I have been on benzodiazapines since 1993. I told the neurologist this but she said nothing. I tend to doubt her knowledge of her practice. She wouldn't even suggest what you have or suggest any tests of any kind. I was ripped off pretty well in a joke of a visit, in my own personal opinion.
Thanks so much, Dr. Sharma. I will try to convince the neurologist to look into all of this.
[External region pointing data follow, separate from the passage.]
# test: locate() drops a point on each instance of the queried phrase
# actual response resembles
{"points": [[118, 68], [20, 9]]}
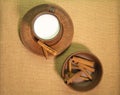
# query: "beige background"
{"points": [[96, 25]]}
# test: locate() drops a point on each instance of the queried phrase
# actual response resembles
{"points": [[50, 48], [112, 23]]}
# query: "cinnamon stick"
{"points": [[45, 53], [86, 67], [83, 61], [86, 73], [47, 48]]}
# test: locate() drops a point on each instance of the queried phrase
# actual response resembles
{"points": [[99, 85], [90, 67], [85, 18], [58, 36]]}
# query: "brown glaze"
{"points": [[78, 83]]}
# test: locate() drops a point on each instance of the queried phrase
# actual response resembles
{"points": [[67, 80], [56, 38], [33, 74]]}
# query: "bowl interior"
{"points": [[96, 76]]}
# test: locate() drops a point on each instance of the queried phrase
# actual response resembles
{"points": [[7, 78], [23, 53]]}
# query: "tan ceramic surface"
{"points": [[96, 25]]}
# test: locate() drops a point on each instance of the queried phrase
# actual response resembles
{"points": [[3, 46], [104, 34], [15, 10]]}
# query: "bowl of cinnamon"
{"points": [[82, 71]]}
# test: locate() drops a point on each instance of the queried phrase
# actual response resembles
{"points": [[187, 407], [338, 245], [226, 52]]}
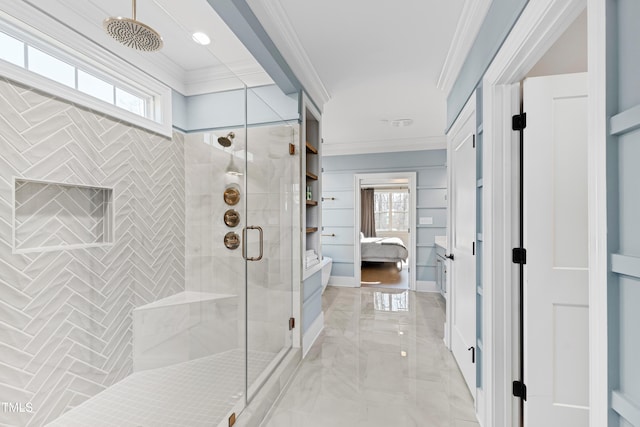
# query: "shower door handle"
{"points": [[244, 239]]}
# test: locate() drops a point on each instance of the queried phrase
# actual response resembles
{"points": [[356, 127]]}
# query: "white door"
{"points": [[463, 229], [556, 335]]}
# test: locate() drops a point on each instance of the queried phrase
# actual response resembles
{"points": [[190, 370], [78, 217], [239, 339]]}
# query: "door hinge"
{"points": [[519, 256], [520, 390], [519, 121]]}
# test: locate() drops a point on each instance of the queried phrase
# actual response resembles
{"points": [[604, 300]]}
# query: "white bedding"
{"points": [[383, 249]]}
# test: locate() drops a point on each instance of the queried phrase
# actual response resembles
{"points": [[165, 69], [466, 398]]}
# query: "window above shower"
{"points": [[84, 65], [31, 57]]}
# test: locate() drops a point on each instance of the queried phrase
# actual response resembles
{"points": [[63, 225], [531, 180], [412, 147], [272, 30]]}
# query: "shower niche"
{"points": [[52, 216]]}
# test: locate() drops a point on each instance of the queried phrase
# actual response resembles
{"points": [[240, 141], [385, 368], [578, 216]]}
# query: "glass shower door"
{"points": [[269, 236]]}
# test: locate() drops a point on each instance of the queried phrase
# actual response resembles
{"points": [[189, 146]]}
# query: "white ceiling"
{"points": [[369, 61], [378, 61], [182, 64]]}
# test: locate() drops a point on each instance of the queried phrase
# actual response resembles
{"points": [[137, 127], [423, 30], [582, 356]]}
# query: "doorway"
{"points": [[385, 206], [533, 370]]}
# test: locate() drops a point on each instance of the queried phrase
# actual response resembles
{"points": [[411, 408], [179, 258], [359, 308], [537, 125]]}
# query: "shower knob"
{"points": [[231, 218], [231, 240]]}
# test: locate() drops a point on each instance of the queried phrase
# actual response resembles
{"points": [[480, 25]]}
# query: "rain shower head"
{"points": [[132, 33], [226, 141]]}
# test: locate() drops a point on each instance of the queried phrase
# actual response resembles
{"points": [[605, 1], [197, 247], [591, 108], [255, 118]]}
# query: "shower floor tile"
{"points": [[199, 392]]}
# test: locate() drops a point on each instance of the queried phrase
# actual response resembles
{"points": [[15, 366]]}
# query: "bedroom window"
{"points": [[391, 207]]}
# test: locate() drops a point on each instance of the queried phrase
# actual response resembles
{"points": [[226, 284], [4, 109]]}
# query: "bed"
{"points": [[383, 249]]}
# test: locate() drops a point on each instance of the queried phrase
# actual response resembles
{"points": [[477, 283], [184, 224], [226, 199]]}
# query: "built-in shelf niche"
{"points": [[50, 216]]}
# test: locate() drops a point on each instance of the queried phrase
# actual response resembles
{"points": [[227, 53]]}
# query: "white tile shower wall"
{"points": [[50, 215], [66, 316], [273, 205]]}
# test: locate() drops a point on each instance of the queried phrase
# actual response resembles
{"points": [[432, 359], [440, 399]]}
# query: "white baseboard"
{"points": [[343, 281], [312, 333], [426, 286]]}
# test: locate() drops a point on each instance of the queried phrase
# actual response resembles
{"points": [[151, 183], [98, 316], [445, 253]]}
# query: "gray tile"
{"points": [[362, 371]]}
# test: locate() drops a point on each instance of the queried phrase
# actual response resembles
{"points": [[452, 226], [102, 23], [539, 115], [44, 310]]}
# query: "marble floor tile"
{"points": [[380, 361]]}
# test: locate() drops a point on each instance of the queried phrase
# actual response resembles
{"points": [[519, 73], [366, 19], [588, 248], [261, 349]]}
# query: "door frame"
{"points": [[467, 114], [539, 26], [411, 177]]}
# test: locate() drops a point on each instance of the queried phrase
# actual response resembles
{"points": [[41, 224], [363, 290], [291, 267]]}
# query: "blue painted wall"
{"points": [[337, 216], [501, 17], [623, 197], [266, 104], [240, 18]]}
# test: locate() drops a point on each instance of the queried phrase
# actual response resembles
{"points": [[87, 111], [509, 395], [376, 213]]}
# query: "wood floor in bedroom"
{"points": [[384, 274]]}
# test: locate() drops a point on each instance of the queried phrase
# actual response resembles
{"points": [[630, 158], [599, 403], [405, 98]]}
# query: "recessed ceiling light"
{"points": [[201, 38], [401, 122]]}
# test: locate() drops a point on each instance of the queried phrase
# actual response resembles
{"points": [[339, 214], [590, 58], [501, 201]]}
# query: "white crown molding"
{"points": [[335, 148], [275, 21], [471, 18]]}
Hi there. There are certain causes responsible for muscle twitching like diet deficiency, drug overdose, and side effects of diuretics, corticosteroids, estrogens, exercise, benign twitches, and nervous system conditions like amyotrophic lateral sclerosis or ALS, muscle dystrophy, spinal muscular atrophy and myopathy. Your neurologist needs to look into these conditions one by one. The other possible cause could be multiple sclerosis and is a diagnosis of exclusion. The symptoms of multiple sclerosis are loss of balance, muscle spasms, numbness in any area, problems with walking and coordination, tremors in one or more arms and legs. Bowel and bladder symptoms include frequency of micturition, urine leakage, eye symptoms like double vision uncontrollable rapid eye movements, facial pain, painful muscle spasms, tingling, burning in arms or legs, depression, dizziness, hearing loss, fatigue etc. The treatment is essentially limited to symptomatic therapy so the course of action would not change much whether MS has been diagnosed or not. Apart from clinical neurological examination, MRI shows MS as paler areas of demyelination, two different episodes of demyelination separated by one month in at least two different brain locations. Spinal tap is done and CSF electrophoresis reveals oligoclonal bands suggestive of immune activity, which is suggestive but not diagnostic of MS. Demyelinating neurons, transmit nerve signals slower than non-demyelinated ones and can be detected with EP tests. These are visual evoked potentials, brain stem auditory evoked response, and somatosensory evoked potential. Slower nerve responses in any one of these is not confirmatory of MS but can be used to complement diagnosis along with a neurological examination, medical history and an MRI in addition, a spinal tap. Therefore, it would be prudent to consult your neurologist with these concerns. Causes of strokes can be investigated like high blood pressure and high cholesterol along with brain hemorrhage. Take care
Most of our run of the mill neuros around here don't seem to be well trained in problems like this. They are mostly big ticket items like stroke, painful neuropathy, etc. They also don't seem well trained to deal with fasciculations. They bandage the symptoms with high powered dope, you suffer more symptoms with side effects, and it may or may not even help. They are imprisoned in this narrow little box of textbook training, which doesn't include more unusual problems such as this.
I think I'm ready for that holistic Dr. near the Metroplex. His nurse once told me after learning my symptoms, that it sounds like I have metal toxicity. I would believe that.